This award supports a coordinated set of research and educational activities with the goals of elucidating the behavior of solutions of certain nonlinear partial differential equations and stimulating the environment for research and study in analysis, differential equations, and related computation at the University of Wyoming. This activity centers on the Wyoming Applied Analysis & Computing Group, a team consisting of undergraduate and graduate students, University of Wyoming faculty, and faculty from Wyoming's network of community colleges.
Nonlinear partial differential equations arise generically in mathematical models of physical phenomena. However, a broad understanding of their properties remains a fundamental challenge in pure and applied mathematics. The differential equations that are the focus of this research are physically motivated, and their features (nonlinearity, multiple space dimensions, multiple scales) represent some of the central challenges in the analysis of such equations. The research agenda includes investigation of a recent conjecture about the formation of violent oscillations in the focusing nonlinear Schrodinger equation; this conjecture is part of an emerging belief that the formation of these oscillations may have a universal character. The validation of the appearance of such universal behavior in differential equations is certain to drive a wave of new developments in the analysis of nonlinear phenomena. On a mathematical level, the plan of attack is based on a broad array of analytical techniques, including Evans functions, singular perturbations, dynamical systems, spectral theory for linear operators, complex analysis, and numerical analysis. The anticipated results, if achieved, have the potential to make an impact on applications and other areas of mathematics. One of the research projects aims to extend the asymptotic analysis of Riemann-Hilbert problems arising in the analysis of integrable partial differential equations; such extensions are expected to be useful in the seemingly unrelated analysis of orthogonal polynomials and random matrices.

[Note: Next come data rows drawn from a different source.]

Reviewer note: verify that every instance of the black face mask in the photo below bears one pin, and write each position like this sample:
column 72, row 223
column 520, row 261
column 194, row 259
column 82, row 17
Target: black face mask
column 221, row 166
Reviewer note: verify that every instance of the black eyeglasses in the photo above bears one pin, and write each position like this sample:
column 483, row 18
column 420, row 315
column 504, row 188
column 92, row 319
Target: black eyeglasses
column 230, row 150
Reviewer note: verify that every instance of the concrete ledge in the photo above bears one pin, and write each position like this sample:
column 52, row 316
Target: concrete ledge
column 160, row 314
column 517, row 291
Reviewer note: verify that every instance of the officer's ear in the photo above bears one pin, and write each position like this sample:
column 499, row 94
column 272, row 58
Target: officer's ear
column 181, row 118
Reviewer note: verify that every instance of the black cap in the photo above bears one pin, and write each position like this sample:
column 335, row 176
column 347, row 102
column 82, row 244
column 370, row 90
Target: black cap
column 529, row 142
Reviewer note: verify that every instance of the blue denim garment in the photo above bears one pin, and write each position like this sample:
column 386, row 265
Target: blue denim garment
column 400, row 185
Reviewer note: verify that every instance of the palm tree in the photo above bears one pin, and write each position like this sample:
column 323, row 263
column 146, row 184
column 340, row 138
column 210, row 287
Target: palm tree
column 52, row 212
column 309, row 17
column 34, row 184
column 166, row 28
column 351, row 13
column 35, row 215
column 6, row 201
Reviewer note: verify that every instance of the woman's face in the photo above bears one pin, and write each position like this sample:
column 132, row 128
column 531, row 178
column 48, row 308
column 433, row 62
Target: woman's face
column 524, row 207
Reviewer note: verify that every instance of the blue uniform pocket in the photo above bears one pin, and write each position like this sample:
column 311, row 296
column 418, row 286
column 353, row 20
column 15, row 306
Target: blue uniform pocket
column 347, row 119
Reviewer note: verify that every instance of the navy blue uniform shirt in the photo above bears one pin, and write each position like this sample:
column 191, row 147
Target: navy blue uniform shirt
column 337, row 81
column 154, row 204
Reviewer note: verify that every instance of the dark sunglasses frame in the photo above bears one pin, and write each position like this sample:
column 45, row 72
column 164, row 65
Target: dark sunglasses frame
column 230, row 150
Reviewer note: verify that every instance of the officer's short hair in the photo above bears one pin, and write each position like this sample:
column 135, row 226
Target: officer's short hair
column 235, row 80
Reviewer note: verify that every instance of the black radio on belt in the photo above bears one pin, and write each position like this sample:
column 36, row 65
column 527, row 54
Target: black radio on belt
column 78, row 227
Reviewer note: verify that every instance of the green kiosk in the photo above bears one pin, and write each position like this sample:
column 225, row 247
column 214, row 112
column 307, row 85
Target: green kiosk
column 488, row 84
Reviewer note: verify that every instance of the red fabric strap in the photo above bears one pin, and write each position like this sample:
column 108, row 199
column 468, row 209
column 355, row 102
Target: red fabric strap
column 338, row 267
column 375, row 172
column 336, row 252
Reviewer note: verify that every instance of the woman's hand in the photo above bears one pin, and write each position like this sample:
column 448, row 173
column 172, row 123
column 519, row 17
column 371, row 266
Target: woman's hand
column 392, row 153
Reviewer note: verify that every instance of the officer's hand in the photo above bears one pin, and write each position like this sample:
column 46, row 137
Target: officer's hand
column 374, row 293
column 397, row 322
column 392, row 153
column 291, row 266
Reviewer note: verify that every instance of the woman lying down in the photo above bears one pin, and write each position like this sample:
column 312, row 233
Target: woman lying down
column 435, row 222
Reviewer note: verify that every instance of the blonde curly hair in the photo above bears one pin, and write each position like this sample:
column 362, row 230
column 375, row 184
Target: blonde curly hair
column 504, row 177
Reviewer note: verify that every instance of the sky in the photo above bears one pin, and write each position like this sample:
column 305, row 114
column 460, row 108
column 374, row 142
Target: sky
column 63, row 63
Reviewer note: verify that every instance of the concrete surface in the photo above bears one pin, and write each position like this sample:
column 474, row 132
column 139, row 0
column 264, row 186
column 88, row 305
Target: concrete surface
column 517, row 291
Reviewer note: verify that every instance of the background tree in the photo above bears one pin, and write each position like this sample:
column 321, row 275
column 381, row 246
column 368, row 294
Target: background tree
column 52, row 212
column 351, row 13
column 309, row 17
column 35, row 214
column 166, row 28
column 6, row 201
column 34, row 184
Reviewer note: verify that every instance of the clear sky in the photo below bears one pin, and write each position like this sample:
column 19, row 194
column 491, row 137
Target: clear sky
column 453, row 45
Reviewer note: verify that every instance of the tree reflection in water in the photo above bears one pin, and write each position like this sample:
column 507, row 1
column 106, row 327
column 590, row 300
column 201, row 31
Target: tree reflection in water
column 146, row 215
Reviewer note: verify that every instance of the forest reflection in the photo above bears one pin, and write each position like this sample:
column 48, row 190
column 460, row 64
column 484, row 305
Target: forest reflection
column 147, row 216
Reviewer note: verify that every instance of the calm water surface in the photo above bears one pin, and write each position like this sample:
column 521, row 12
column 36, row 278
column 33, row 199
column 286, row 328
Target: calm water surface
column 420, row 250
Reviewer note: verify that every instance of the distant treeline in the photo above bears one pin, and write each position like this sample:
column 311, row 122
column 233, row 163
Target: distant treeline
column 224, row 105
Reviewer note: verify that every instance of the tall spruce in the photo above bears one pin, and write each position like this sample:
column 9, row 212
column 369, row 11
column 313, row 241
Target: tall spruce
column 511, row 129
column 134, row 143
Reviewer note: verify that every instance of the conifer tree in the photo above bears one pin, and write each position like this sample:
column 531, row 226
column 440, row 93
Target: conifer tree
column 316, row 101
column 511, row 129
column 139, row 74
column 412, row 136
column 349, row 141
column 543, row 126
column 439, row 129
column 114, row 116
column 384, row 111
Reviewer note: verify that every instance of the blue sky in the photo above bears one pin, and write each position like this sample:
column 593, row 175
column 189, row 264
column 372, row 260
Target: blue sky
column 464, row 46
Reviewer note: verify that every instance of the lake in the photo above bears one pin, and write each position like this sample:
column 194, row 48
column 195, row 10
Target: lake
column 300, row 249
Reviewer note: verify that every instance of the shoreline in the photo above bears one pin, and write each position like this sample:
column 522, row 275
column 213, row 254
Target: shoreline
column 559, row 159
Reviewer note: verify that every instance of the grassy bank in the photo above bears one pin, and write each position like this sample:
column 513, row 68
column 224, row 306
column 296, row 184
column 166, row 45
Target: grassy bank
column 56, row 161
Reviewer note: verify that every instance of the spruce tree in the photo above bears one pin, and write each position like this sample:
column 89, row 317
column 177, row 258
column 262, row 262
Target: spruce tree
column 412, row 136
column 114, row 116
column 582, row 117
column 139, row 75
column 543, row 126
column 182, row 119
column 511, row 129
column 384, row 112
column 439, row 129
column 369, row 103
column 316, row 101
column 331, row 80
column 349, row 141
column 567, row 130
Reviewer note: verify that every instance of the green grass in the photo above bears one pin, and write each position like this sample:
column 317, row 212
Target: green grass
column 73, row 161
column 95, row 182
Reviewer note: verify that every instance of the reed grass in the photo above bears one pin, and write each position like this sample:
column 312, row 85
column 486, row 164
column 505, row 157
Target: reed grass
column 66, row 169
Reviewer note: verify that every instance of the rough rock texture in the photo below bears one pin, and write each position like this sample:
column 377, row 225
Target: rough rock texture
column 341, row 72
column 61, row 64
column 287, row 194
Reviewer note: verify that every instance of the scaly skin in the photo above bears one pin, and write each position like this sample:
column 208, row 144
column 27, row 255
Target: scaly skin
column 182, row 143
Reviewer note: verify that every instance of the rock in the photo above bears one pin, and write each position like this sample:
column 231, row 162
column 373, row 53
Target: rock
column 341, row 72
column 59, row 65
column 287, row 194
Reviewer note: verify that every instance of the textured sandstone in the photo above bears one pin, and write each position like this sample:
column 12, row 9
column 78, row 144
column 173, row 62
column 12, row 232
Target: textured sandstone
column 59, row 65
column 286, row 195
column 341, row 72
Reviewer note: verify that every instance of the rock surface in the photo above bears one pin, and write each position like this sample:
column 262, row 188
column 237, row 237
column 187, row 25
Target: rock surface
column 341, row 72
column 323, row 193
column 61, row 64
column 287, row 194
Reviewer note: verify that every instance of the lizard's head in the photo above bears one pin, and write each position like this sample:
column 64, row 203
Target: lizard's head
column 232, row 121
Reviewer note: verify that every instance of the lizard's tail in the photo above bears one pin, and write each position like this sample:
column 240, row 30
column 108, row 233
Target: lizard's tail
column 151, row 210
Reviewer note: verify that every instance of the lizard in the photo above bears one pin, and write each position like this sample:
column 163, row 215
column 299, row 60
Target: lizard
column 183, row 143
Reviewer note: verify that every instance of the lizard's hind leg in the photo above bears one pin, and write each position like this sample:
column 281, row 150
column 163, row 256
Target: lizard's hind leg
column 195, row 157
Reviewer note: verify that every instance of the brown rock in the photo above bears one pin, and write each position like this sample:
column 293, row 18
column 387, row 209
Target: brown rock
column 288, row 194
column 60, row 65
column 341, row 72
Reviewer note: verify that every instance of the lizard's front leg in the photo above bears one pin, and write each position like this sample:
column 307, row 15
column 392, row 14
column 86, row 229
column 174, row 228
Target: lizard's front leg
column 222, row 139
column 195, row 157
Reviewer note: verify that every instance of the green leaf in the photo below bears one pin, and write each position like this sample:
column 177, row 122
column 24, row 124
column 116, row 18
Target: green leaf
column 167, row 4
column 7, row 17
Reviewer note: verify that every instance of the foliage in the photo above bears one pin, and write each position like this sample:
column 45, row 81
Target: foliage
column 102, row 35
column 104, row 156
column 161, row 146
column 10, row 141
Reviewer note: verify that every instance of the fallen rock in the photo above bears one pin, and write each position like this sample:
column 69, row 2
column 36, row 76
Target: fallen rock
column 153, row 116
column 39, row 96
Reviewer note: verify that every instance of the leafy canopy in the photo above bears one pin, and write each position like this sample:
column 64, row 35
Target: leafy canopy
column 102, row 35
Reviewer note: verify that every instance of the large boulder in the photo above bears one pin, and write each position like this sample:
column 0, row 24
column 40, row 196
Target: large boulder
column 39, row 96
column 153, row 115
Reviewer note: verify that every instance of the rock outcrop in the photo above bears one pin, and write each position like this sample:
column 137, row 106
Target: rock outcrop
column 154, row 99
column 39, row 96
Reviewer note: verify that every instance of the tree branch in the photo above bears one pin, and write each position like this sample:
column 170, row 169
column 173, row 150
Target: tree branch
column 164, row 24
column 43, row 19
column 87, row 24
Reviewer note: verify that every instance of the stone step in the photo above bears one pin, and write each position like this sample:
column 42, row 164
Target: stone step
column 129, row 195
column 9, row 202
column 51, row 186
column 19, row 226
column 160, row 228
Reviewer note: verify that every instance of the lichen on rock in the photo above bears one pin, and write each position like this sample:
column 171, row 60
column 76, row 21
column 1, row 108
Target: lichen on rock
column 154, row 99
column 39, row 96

The breadth of mathematical tools required by the research agenda ensures that the Wyoming Applied Analysis & Computing Group will serve as an ideal training ground in applied analysis and computation for the next generation of researchers and students. In addition to collective work on the research agenda, the group will host an annual two-week immersion into research activities for select community-college faculty. Additionally, the group's activities will include participation in the annual "articulation conferences" that are held to connect the math and science departments at the University of Wyoming with those at Wyoming's seven community colleges. These activities will strengthen the mathematical network across the state. The group's recruitment and training strategy is partially based on the development of a novel calculus course that treats numerical methods as an intrinsic part of calculus. The course prepares students to participate in the group at an early stage of their careers.